Ce qui marque d’emblée dans Baby Driver, c’est sa bande originale comportant pas moins d’une trentaine de titres tous au style différent. Ainsi, on peut aussi passer par du Simon and Garfunkel (et leur morceau Baby Driver, qui a inspiré son titre à Edgar Wright) que par du Queen (groupe visiblement fétiche du réal), en passant par Les Beach Boys. Dans tout film, la bande originale est importante, c’est elle qui intensifie l’émotion lors de diverses scènes. Parfois, elle sert même de tempo, de rythme aux d’action.

musique baby driver playlist

Comme par exemple dans Baby Driver où Edgar Wright utilise les titres musicaux de sorte à ce qu’ils guident l’action, le mouvement. Si on décortiquait chaque scène musicale, on pourrait dire que c’est tout une chorégraphie auditive à laquelle nous assistons. Jamais on n’avait vu un film de ce genre réaliser de cette manière. Alors oui, ça tambourine pas mal dès le départ, peu de moments seront sans musiques, il y a aussi ce bruit d’acouphène (ou de larsens à répétitions) qui n’est pas là pour vous percer les tympans ou vous vous faire lever de votre fauteuil pour aller voir un employé et lui signaler un problème de son. Ce bruit, il sera expliqué en cours de film. Autre chose d’important : chaque chanson raconte le propos accompagnant sa scène, annonçant ce qu’il va se passer. Les chansons sélectionnées minutieusement par Wright ne sont pas un hasard, tout a été calculé, comme ce qui touche le visuel de la mise en scène.

baby driver voiture

Pour les « pseudos » points négatifs, si on ne sait pas où veut nous conduire Wright, on risque de ressortir de la séance assommé physiquement et auditivement.
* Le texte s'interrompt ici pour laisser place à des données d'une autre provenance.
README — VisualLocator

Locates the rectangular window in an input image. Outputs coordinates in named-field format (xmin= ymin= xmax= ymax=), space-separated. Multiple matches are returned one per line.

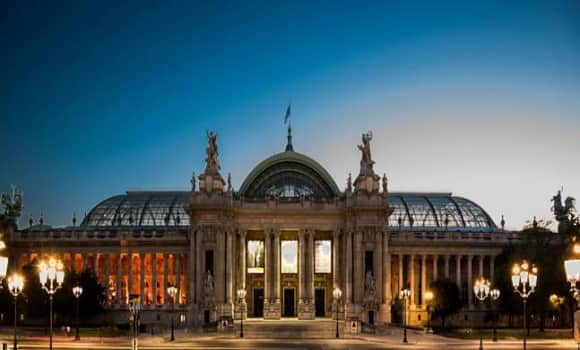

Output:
xmin=205 ymin=250 xmax=214 ymax=275
xmin=247 ymin=240 xmax=265 ymax=274
xmin=315 ymin=240 xmax=331 ymax=273
xmin=365 ymin=250 xmax=374 ymax=275
xmin=281 ymin=240 xmax=298 ymax=273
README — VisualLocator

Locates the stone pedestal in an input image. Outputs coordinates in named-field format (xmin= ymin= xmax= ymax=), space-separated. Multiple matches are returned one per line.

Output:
xmin=264 ymin=300 xmax=281 ymax=320
xmin=198 ymin=173 xmax=225 ymax=193
xmin=298 ymin=300 xmax=314 ymax=319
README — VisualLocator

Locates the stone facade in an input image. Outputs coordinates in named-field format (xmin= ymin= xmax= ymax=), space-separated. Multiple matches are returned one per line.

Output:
xmin=4 ymin=132 xmax=519 ymax=328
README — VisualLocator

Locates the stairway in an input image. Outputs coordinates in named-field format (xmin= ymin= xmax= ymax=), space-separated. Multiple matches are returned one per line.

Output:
xmin=240 ymin=318 xmax=339 ymax=339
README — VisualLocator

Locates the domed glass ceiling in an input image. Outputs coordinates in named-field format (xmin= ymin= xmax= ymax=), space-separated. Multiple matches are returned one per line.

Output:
xmin=82 ymin=191 xmax=496 ymax=232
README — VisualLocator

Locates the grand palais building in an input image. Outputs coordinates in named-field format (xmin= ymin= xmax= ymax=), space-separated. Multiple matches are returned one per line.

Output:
xmin=6 ymin=129 xmax=516 ymax=331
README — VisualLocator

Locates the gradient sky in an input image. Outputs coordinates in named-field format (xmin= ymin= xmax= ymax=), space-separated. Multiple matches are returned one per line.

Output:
xmin=1 ymin=1 xmax=579 ymax=229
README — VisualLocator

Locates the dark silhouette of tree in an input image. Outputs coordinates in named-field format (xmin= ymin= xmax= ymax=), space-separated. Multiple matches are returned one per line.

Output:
xmin=54 ymin=269 xmax=106 ymax=325
xmin=430 ymin=278 xmax=462 ymax=330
Oui, c’est une qualité et ça peut être un défaut : le trop plein de musiques (ou je me fais vieux).  Elle est pratiquement omniprésente mais c’est elle qui dicte les interactions entre les personnages. Partant de là, vous apprécierez grandement ce film. Quant au scénario, oui il parait simpliste, et pourtant, comme pour le plan d’un braquage, le film répond à un schéma bien coordonné. Notre histoire est bien plus riche qu’elle n’y parait. On a quand même droit à un développement de Baby (notamment son passé et ses flashbacks, et la raison pour laquelle il ne lâche pas sa musique), sa rencontre et son début de relation avec Debora, son histoire avec son tuteur, l’histoire de chaque braqueurs (les groupes seront modifiés) et les futurs enjeux (il y en a plusieurs). Les 1h54 passent vite, pas le temps de vraiment respirer, nous sommes comme « happés » par l’histoire, la musique et le jeu sympathique des acteurs.

 

Stop ! Je relance la chanson. Allez-y !

 

Au final, plus authentique, plus modeste et plus fun qu’un Fast and Furious, Baby Driver mérite tout le buzz tourné autour de lui. C’est cool, drôle, touchant, mignon, stressant, romantique, rythmé,  fou, prenant, swinguant, Edgar Wright a réinventé le genre en un seul film. De quoi donner cette sensation jouissive de découvrir avec des yeux tout neufs, le nouveau monde du cinéma.